Experimental ‘Growing Born’ explores existential themes

By
Sunday, March 11, 2007

Last weekend’s performance of the Production Workshop’s play “Growing Born” was a compelling foray into experimental theater, showcasing the perils and rewards of creative risk-taking.

As a production in the theater of the absurd, the challenge to Danielle Kourtesis ’07, the play’s director, was to stage a performance that would powerfully evoke life’s irrational elements. To that end, Kourtesis employed an innovative, collaborative writing technique, in which four “peripatetic” playwrights composed the distinctly non-linear storyline of the play at designated locations and within allotted periods of time.

The result of the playwrights’ (Emily Drumsta ’06, Matt Kelly ’06, Krista Knight ’06 and Jen Silverman ’06) experimental collaboration was a script marked by intriguing character conflicts and imaginative poetic tropes. More than that, their “peripatetic” technique demonstrates the potential of multiple authorial voices to create compelling absurd theater.

Using a mixture of the mundane and the absurd, the play follows the lives of six ordinary people and a preternatural talking fetus (James Rutherford ’07) to explore the existential isolation of individuals who desire human connection in an irrational world.

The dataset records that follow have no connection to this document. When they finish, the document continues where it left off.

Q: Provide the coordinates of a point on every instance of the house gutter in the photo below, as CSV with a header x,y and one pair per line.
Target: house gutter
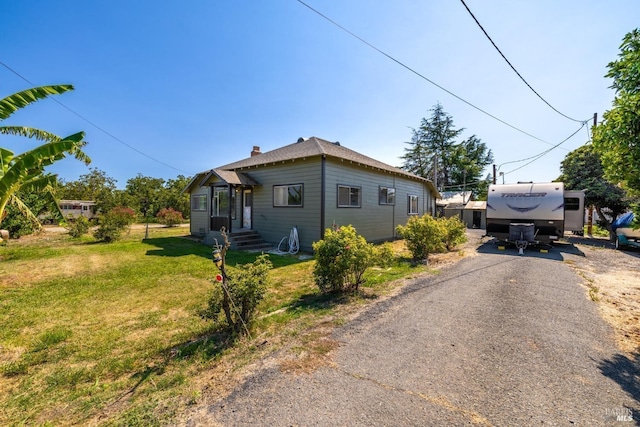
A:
x,y
323,162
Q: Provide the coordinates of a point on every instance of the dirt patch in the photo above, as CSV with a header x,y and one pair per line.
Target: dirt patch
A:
x,y
612,279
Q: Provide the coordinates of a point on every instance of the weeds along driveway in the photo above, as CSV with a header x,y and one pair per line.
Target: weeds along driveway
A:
x,y
497,339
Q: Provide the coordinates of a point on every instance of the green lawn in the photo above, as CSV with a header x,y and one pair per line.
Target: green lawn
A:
x,y
109,333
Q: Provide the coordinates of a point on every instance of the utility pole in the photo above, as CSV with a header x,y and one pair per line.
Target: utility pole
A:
x,y
435,171
590,209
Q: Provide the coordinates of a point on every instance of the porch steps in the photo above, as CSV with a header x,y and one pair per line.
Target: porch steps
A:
x,y
247,240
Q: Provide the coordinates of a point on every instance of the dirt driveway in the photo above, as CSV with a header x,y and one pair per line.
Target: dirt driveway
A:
x,y
497,339
612,279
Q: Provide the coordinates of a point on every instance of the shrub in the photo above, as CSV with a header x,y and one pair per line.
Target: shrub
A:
x,y
383,255
169,217
114,223
423,235
246,286
77,226
455,232
342,257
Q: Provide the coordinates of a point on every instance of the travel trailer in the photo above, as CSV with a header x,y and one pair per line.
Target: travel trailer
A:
x,y
75,208
533,213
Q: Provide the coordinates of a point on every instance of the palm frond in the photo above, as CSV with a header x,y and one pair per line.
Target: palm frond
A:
x,y
28,132
13,103
24,210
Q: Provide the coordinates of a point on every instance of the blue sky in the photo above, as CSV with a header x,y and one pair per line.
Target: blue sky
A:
x,y
187,86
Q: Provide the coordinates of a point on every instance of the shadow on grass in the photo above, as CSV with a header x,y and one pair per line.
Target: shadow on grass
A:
x,y
206,347
181,246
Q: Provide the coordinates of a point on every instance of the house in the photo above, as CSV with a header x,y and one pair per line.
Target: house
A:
x,y
312,185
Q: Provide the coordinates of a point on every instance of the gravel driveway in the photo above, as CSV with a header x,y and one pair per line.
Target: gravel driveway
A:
x,y
497,339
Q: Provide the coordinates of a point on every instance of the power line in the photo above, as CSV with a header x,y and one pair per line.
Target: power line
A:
x,y
513,68
95,125
417,73
538,156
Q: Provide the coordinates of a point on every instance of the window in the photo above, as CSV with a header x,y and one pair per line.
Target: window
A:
x,y
348,197
199,202
571,204
413,205
287,195
387,196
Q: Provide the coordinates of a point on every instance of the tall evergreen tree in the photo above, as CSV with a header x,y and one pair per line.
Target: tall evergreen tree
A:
x,y
435,153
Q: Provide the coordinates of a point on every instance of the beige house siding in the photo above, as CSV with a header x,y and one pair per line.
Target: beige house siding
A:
x,y
276,222
199,223
320,167
372,220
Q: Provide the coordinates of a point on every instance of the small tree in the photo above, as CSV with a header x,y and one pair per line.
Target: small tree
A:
x,y
77,227
423,235
169,217
236,298
455,232
114,223
342,258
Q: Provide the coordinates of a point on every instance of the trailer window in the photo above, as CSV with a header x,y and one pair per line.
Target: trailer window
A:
x,y
571,204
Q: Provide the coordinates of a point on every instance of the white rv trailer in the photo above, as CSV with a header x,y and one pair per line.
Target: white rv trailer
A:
x,y
533,212
76,208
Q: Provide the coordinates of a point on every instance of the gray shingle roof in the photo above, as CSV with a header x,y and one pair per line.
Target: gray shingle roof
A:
x,y
314,147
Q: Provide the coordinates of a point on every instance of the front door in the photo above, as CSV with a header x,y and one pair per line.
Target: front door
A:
x,y
247,203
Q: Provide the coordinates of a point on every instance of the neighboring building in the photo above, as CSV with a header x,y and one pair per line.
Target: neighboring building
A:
x,y
452,203
312,185
72,209
474,214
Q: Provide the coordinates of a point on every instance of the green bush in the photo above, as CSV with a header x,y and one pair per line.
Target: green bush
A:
x,y
114,223
77,227
423,235
455,232
342,257
383,255
426,235
169,217
246,286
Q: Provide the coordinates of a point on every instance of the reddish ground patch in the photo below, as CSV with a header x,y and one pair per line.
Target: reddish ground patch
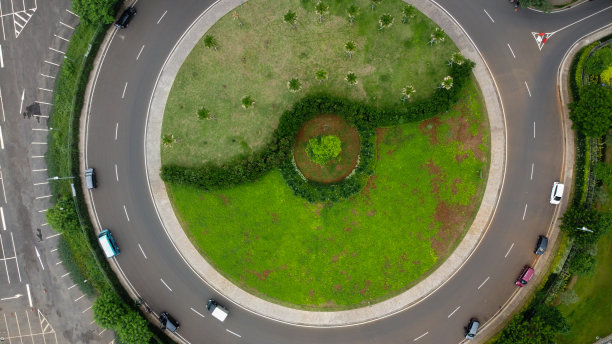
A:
x,y
338,168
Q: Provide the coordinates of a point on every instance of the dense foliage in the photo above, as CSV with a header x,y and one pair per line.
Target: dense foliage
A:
x,y
278,151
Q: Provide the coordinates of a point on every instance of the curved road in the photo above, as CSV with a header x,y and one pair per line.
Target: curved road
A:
x,y
527,83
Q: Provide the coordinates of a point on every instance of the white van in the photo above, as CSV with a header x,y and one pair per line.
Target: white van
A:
x,y
108,244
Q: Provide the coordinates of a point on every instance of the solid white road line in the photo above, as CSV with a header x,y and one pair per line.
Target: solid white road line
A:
x,y
162,17
165,284
489,15
421,336
140,52
142,251
453,312
3,222
507,253
196,312
485,281
234,333
126,215
528,91
29,295
511,51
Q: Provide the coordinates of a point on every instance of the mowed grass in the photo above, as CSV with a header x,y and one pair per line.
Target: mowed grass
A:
x,y
260,56
367,248
591,315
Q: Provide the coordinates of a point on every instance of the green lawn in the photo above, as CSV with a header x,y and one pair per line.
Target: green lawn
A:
x,y
260,56
591,316
424,193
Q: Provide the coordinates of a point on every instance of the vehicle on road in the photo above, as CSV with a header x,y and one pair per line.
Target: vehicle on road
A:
x,y
525,276
90,178
125,18
217,310
471,329
108,244
168,322
541,245
556,193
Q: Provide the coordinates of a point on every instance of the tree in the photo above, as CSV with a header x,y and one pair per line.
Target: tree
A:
x,y
352,11
599,61
94,11
408,12
133,329
385,21
321,75
108,310
210,42
321,8
294,85
350,47
291,18
592,113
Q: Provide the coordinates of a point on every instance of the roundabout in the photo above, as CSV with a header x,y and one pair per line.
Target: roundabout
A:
x,y
479,288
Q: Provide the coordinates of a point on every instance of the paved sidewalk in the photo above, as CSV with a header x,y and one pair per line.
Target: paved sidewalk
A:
x,y
323,319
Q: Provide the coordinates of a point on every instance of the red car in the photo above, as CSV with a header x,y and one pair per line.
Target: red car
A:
x,y
525,276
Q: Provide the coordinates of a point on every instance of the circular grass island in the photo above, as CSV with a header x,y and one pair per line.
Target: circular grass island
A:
x,y
372,102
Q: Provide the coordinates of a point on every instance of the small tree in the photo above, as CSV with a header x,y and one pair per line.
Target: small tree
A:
x,y
321,8
353,11
351,78
247,102
350,47
294,85
291,18
408,12
210,42
407,92
321,75
385,21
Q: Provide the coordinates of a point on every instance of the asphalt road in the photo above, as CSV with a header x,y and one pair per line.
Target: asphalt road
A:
x,y
526,78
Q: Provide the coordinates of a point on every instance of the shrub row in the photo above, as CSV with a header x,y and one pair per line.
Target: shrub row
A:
x,y
278,151
313,191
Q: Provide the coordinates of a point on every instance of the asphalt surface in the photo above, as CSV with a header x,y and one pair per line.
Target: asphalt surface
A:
x,y
526,78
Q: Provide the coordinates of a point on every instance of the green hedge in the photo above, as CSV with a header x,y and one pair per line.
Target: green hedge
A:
x,y
278,151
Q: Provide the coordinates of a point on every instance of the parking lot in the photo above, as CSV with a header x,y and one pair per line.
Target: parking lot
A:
x,y
27,326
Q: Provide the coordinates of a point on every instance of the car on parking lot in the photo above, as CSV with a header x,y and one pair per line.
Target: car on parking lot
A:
x,y
525,276
168,322
125,18
472,329
541,245
556,193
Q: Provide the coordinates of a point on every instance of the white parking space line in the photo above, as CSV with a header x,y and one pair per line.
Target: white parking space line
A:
x,y
234,333
141,250
528,91
126,215
509,47
453,312
485,281
3,222
507,253
165,284
488,15
140,52
196,312
421,336
162,17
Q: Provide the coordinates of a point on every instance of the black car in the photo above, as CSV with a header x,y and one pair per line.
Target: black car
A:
x,y
125,18
168,322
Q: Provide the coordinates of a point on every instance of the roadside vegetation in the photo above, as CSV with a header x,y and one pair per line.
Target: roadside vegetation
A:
x,y
572,303
78,247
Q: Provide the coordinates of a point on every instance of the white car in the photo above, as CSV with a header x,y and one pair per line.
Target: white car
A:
x,y
556,193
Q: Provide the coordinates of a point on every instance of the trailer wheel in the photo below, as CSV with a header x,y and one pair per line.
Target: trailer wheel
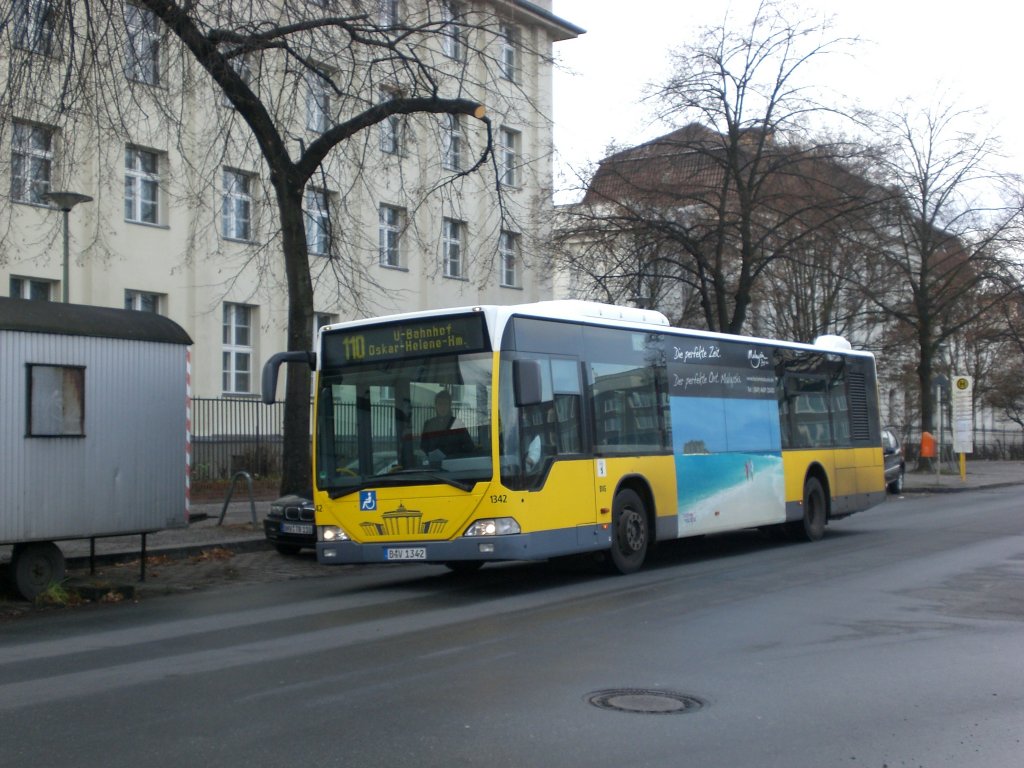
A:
x,y
812,526
36,566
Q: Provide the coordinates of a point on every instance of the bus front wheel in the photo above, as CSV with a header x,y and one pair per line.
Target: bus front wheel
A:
x,y
812,526
630,532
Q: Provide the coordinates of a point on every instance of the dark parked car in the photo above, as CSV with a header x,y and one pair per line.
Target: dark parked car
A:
x,y
892,454
289,524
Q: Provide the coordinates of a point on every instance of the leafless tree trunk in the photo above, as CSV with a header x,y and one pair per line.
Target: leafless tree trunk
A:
x,y
256,58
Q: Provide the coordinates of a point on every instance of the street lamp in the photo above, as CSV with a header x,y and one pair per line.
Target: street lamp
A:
x,y
66,201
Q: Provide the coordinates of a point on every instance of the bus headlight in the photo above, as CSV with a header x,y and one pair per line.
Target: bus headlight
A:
x,y
331,534
494,526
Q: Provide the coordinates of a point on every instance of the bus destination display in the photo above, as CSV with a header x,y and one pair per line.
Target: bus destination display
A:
x,y
443,336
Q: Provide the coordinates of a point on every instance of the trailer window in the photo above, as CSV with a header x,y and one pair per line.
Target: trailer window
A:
x,y
56,401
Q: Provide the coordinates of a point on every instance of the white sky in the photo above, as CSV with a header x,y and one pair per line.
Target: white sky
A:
x,y
968,51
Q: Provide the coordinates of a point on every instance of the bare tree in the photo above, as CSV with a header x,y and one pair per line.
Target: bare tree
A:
x,y
950,235
232,81
741,185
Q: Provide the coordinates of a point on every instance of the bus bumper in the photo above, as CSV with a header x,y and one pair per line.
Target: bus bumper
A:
x,y
539,546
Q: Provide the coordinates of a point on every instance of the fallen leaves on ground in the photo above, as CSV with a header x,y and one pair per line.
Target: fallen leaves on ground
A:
x,y
213,555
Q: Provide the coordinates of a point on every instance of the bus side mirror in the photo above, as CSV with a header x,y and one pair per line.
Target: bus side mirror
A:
x,y
526,382
268,382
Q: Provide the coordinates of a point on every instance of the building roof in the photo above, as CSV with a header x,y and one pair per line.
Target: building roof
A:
x,y
79,320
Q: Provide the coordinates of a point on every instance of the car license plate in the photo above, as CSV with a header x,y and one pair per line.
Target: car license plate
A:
x,y
407,553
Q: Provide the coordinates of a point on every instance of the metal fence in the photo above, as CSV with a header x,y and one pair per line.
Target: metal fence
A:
x,y
243,434
231,434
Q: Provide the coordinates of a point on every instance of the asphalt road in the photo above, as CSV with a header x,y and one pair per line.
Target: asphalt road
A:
x,y
896,641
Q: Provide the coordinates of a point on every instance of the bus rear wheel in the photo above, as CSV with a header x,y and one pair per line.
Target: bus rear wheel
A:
x,y
812,526
630,532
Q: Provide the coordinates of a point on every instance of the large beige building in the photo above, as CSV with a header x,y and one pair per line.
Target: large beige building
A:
x,y
182,219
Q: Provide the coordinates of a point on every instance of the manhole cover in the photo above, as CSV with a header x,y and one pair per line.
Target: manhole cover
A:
x,y
645,701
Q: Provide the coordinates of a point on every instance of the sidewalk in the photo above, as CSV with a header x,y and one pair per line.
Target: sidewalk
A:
x,y
979,474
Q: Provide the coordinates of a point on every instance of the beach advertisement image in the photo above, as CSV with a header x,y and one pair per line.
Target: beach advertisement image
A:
x,y
726,435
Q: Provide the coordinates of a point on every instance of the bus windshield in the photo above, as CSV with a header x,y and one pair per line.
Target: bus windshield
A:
x,y
408,420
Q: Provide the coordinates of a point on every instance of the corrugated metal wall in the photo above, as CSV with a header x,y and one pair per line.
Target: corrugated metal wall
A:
x,y
127,473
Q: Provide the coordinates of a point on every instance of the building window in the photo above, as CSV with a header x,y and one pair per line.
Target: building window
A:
x,y
141,185
238,349
31,162
389,12
142,54
454,41
317,103
56,401
240,62
453,247
238,206
508,248
509,58
29,288
34,24
391,220
391,128
452,142
508,157
141,301
317,222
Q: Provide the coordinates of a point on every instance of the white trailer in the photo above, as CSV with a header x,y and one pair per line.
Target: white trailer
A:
x,y
93,430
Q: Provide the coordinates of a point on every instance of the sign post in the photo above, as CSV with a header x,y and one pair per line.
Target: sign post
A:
x,y
963,392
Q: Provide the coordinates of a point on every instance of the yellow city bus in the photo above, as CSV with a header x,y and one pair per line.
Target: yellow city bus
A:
x,y
525,432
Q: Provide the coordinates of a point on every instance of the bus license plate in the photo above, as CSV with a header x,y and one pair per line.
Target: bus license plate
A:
x,y
407,553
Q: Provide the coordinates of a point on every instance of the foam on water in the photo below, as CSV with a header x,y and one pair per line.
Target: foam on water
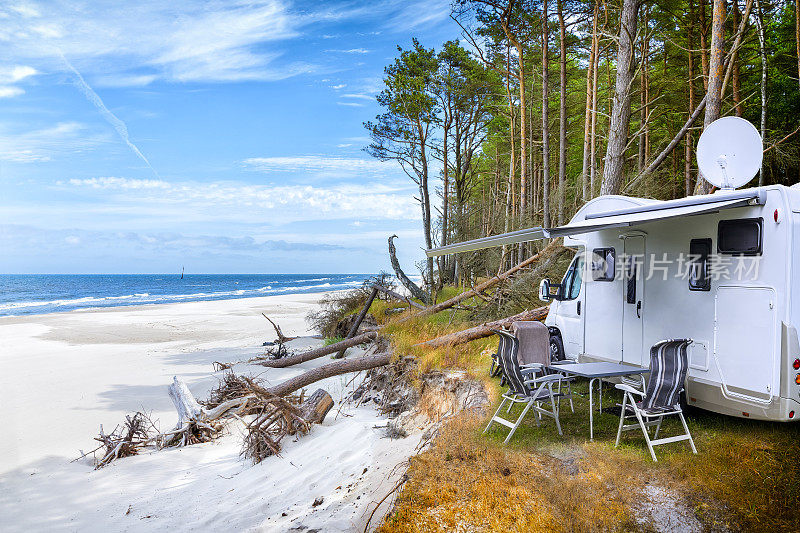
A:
x,y
36,294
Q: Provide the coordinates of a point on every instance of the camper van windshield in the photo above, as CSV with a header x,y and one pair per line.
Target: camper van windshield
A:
x,y
573,279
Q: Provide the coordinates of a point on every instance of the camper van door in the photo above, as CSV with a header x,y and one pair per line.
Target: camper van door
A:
x,y
571,308
633,307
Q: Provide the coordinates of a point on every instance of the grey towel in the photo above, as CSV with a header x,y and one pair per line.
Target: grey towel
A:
x,y
534,342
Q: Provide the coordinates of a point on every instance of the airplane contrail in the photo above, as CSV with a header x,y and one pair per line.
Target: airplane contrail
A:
x,y
122,129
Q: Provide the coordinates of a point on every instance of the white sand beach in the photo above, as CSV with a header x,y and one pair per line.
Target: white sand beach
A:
x,y
65,374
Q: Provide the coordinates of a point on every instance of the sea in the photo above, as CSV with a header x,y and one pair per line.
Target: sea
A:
x,y
28,294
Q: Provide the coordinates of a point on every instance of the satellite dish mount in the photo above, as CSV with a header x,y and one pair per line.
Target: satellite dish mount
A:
x,y
729,153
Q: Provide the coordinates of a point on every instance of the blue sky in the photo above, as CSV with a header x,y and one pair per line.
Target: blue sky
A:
x,y
223,136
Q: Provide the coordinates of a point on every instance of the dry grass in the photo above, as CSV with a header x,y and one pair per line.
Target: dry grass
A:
x,y
752,467
468,483
745,477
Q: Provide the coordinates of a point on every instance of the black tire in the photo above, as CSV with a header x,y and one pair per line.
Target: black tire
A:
x,y
556,348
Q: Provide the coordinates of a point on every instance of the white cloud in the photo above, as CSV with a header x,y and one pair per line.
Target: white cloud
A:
x,y
315,163
351,51
13,74
120,183
10,91
179,41
16,73
247,203
360,96
42,144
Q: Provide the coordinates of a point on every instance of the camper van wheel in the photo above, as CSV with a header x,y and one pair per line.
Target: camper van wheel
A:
x,y
556,348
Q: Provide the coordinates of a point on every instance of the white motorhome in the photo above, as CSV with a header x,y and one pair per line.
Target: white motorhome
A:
x,y
722,269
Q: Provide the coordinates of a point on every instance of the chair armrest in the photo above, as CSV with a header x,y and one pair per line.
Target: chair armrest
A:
x,y
545,379
628,388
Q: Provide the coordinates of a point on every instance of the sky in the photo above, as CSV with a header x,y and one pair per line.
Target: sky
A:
x,y
223,136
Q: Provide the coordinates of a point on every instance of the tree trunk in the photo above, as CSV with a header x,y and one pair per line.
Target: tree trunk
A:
x,y
587,121
715,76
545,119
398,296
562,114
763,53
319,352
736,83
359,319
687,152
336,368
704,44
187,407
552,247
484,330
415,291
316,407
700,106
593,141
523,136
797,39
445,195
621,111
426,211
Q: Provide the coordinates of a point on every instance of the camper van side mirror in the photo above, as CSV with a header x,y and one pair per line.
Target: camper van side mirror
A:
x,y
544,290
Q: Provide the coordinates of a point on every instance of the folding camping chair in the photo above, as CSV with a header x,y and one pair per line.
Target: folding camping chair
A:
x,y
668,367
524,387
496,370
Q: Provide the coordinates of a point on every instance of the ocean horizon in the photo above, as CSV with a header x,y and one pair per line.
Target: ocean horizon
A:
x,y
32,294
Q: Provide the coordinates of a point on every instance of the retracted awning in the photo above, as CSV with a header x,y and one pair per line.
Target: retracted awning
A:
x,y
642,214
693,205
523,235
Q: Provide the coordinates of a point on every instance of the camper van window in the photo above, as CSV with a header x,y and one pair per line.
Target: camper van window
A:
x,y
699,274
630,287
603,264
573,278
740,237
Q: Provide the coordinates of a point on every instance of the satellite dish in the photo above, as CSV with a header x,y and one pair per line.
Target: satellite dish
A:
x,y
729,152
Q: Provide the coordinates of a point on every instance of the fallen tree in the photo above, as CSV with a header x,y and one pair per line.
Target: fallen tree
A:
x,y
412,287
398,296
488,284
484,330
342,366
319,352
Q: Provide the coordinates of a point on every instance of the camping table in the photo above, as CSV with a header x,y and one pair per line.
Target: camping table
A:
x,y
597,372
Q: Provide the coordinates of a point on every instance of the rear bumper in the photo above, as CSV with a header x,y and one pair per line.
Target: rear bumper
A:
x,y
710,397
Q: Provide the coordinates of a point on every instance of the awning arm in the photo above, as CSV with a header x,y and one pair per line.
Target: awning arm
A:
x,y
523,235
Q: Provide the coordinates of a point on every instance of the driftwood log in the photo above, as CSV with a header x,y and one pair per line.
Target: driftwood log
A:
x,y
412,287
281,337
319,352
484,330
315,408
550,248
398,296
343,366
359,319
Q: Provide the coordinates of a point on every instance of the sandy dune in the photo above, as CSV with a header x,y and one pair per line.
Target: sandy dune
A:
x,y
65,374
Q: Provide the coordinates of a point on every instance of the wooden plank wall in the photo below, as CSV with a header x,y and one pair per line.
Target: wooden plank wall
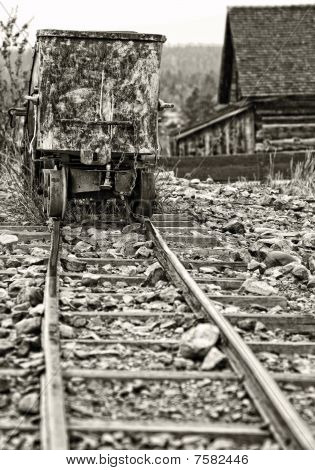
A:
x,y
230,136
232,167
285,125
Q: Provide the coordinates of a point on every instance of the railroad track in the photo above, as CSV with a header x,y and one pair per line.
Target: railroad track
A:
x,y
113,374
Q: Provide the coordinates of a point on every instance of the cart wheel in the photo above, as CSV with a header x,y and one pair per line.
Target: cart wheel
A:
x,y
55,192
143,198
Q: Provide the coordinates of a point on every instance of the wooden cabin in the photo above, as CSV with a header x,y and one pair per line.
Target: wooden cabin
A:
x,y
267,85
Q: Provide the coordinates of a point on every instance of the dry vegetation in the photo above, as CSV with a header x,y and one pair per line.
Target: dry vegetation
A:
x,y
302,178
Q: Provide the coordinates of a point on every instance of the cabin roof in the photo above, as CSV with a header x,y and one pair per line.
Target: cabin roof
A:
x,y
273,49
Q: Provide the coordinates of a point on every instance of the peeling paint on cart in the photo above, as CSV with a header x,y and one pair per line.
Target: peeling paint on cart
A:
x,y
90,78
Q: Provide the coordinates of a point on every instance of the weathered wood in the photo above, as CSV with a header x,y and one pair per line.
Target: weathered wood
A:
x,y
245,433
54,419
130,280
90,81
25,235
233,167
290,430
196,239
283,347
127,375
287,322
246,300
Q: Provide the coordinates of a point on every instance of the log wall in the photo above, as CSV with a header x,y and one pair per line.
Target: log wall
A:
x,y
253,167
230,136
285,125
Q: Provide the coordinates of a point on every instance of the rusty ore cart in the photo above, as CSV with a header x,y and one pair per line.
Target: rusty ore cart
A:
x,y
91,117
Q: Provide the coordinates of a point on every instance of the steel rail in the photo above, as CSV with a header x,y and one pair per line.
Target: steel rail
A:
x,y
53,420
285,424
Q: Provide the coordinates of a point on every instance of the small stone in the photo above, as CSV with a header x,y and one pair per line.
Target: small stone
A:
x,y
197,341
66,331
6,239
234,226
301,272
223,444
4,401
214,358
308,240
195,181
182,363
3,295
29,404
144,252
253,265
159,440
4,333
37,311
5,347
30,325
131,228
259,327
258,287
36,296
128,299
73,264
4,385
82,247
90,279
16,286
280,258
246,324
154,273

Joe (Lucian Cohen ’09) ignores his girlfriend, the pregnant Rita (Sarah Tolan-Mee ’07), for the passive pleasures of watching television. Across town, Lena (Tara Schuster ’08) rejects the love of her boyfriend Tim (Boaz Munro ’09). Meanwhile, Tim’s two older neighbors, Agnes (Afreen Akhter ’06) and Barbara (Bryn Gonzalez-Ellis ’09) reflect on the unfolding events.

While the males in the play remain mired in their loneliness, the female characters struggle to overcome the overwhelming emptiness of their existences. Rita and Lena each leave unhappy relationships to become inextricably bound together by Rita’s fetus. Through this well-conceived absurdist conceit, the fetus first enchants Lena by speaking to her and then connects Lena to Rita through its umbilical cord by entering Lena’s womb. The surreal event can be read as the birth of the growing love between the two women.

Just as Lena and Rita are joined by an umbilical cord, Agnes and Barbara are linked by a rope, a physical representation of their inextricable connection. Agnes becomes “light as air” when she is infused with steam that transforms her into a human kite, which Barbara holds onto by a rope. This elemental connection between Barbara’s heaviness and Agnes’ lightness reflects the theme of human connectedness in the play. It also recalls the union between Rita and Lena, as the former becomes lighter and the latter heavier through the bizarre transfer of the fetus.

Each of the female leads in the ensemble cast gives an excellent and deeply nuanced performance. Akher and Gonzalez-Ellis, as the two older women, are a comedic force that drives the action of the play. Schuster, as the nihilistic Lena, uses dark humor effectively. And Tolan-Mee gives a striking performance of a woman who strives to provide meaning even to those who reject her.

While the men in the play, particularly Munro and Andrew Evans ’09 as the Speedo-clad swim instructor, provide humorous episodes, the script does not develop its male characters as fully as it should. This is a pity, for the play would have been even more successful if its script had further explored the existential isolation of its male characters against the backdrop of its feminist themes. In particular, Joe’s voice is excluded – the psychological motivations that cause him to reject Rita’s love and then attempt to selflessly regain it are never resolved. The ever-opinionated fetus, excellently performed by Rutherford, even caustically remarks that Joe is superfluous to the character-driven action of the play.

There are also times when the play devolves from the authentically absurd into the merely preposterous, as in the abstract dance sequences in which the elderly Agnes is overcome by ridiculous erotic impulses. Given the play’s remarkably compressed three-week production schedule, however, such flaws are understandable.

Though the play is peppered with occasional editing lapses of this sort, they do not detract from its overall success. Ultimately, “Growing Born” is a surreal and intriguing experience in the theatre of the absurd.

There is another performance sche-duled for tonight at 8 p.m. at PW.